The axial compressor is ﬂexibly coupled to the compressor turbine and the complete rotating assembly is supported in three bearings. These are carried in the rigid stator casings, which are split horizontally along the centre line of the rotor shaft to facilitate inspection of both the rotor and stator blades and bearings. A single large diameter combustion chamber is used, capable of burning a wide range of fuels.
The thirteen-stage compressor is a subsonic aerodynamic design with a pressure ratio of 4:1 at full load. Two sleeve bearings are used to carry the rotating assembly supported by the stator casing at the turbine end and the inlet casing at the compressor end. An anti-whirl type bearing is ﬁtted at the compressor turbine end of the assembly and thrust loads are taken by a white metal lined double acting tilting pad bearing. Separate grooved discs are clamped together with a single through bolt to make up the rotor assembly. Stator blades are retained by dovetail roots in grooves machined on the stator casing which is split on the horizontal centre line to facilitate inspection of the rotor and stator assemblies.
The two-stage turbine which is ﬂexibly coupled to the compressor rotor, has a full load speed of approximately 12,000rev/ min.
The discs of the two-stage free power turbine and the rotor blades are manufactured from alloys to meet the engine duty. The blades are ﬁxed into the discs by the traditional ﬁr tree root method and secured by peening. The use of two stages gives low stress levels and maintains a safe overspeed capability. There are no critical speeds within the operating speed range. Two sleeve bearings support the power turbine rotor shaft which are carried in the robust gear casting to which is secured the support arm for the stator casing. Thrust loads are taken by a white metal lined tilting pad thrust bearing.
The compensating hydraulic governor, that controls the quantity of fuel delivered to the combustion chamber, is gear driven from the power turbine. It controls the turbine over the full power range and allows output speed to be controlled. Starting may be either from a 24-volt D.C. electric motor or by a gas starter motor driving through a Bendix drive on to the turbine axial compressor shaft. When operating on gaseous fuels the pilot igniter can be supplied with gas from the main fuel system via a pressure reducing valve. For engines burning liquid fuel the igniter gas supply is taken from a gas bottle or similar source of supply.
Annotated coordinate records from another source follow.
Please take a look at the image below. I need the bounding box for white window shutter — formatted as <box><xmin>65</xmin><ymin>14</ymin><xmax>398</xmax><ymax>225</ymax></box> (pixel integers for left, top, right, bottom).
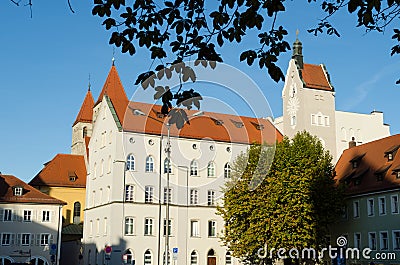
<box><xmin>36</xmin><ymin>234</ymin><xmax>40</xmax><ymax>246</ymax></box>
<box><xmin>10</xmin><ymin>234</ymin><xmax>15</xmax><ymax>246</ymax></box>
<box><xmin>15</xmin><ymin>234</ymin><xmax>22</xmax><ymax>246</ymax></box>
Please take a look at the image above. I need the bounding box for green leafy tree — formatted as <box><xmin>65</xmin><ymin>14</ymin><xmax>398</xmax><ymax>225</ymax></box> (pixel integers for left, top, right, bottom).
<box><xmin>218</xmin><ymin>132</ymin><xmax>343</xmax><ymax>263</ymax></box>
The control equipment is housed in two cabinets mounted in the turbine under base, the hydraulic control cabinet housing the engine instruments, pressure switches a servo system component while the electrical control cabinet contains the associated relays, timers, wiring and terminals, the selection switches, the annunciator panel, and the T Max temperature indicator.
The turbine is fitted with devices to shut down the turbine in the event of:
- Low lubricating oil pressure
- High lubricating oil temperature
- High cycle temperature
- Over speed
- Flame failure
In the event of high lubricating oil temperature or high cycle temperature, a visual and audible warning is given before shutdown values are reached
During starting and for the cooling period after shutdown, lubricating oil is supplied by a D.C. electric motor-driven auxiliary lubricating oil pump. The main engine pump is driven through the auxiliary gear train from the output shaft. Oil cooling is by either an air blast or water-cooled cooler to meet site requirements. The double helical gears have hardened teeth and are precision ground to ensure silent running and long working life. For direct drive to centrifugal pumps and compressors a shaft speed of 6,600 rev/min is provided. The engine is mounted on an under base with extended platforms on which the auxiliary components are installed. This also forms the lubricating oil tank.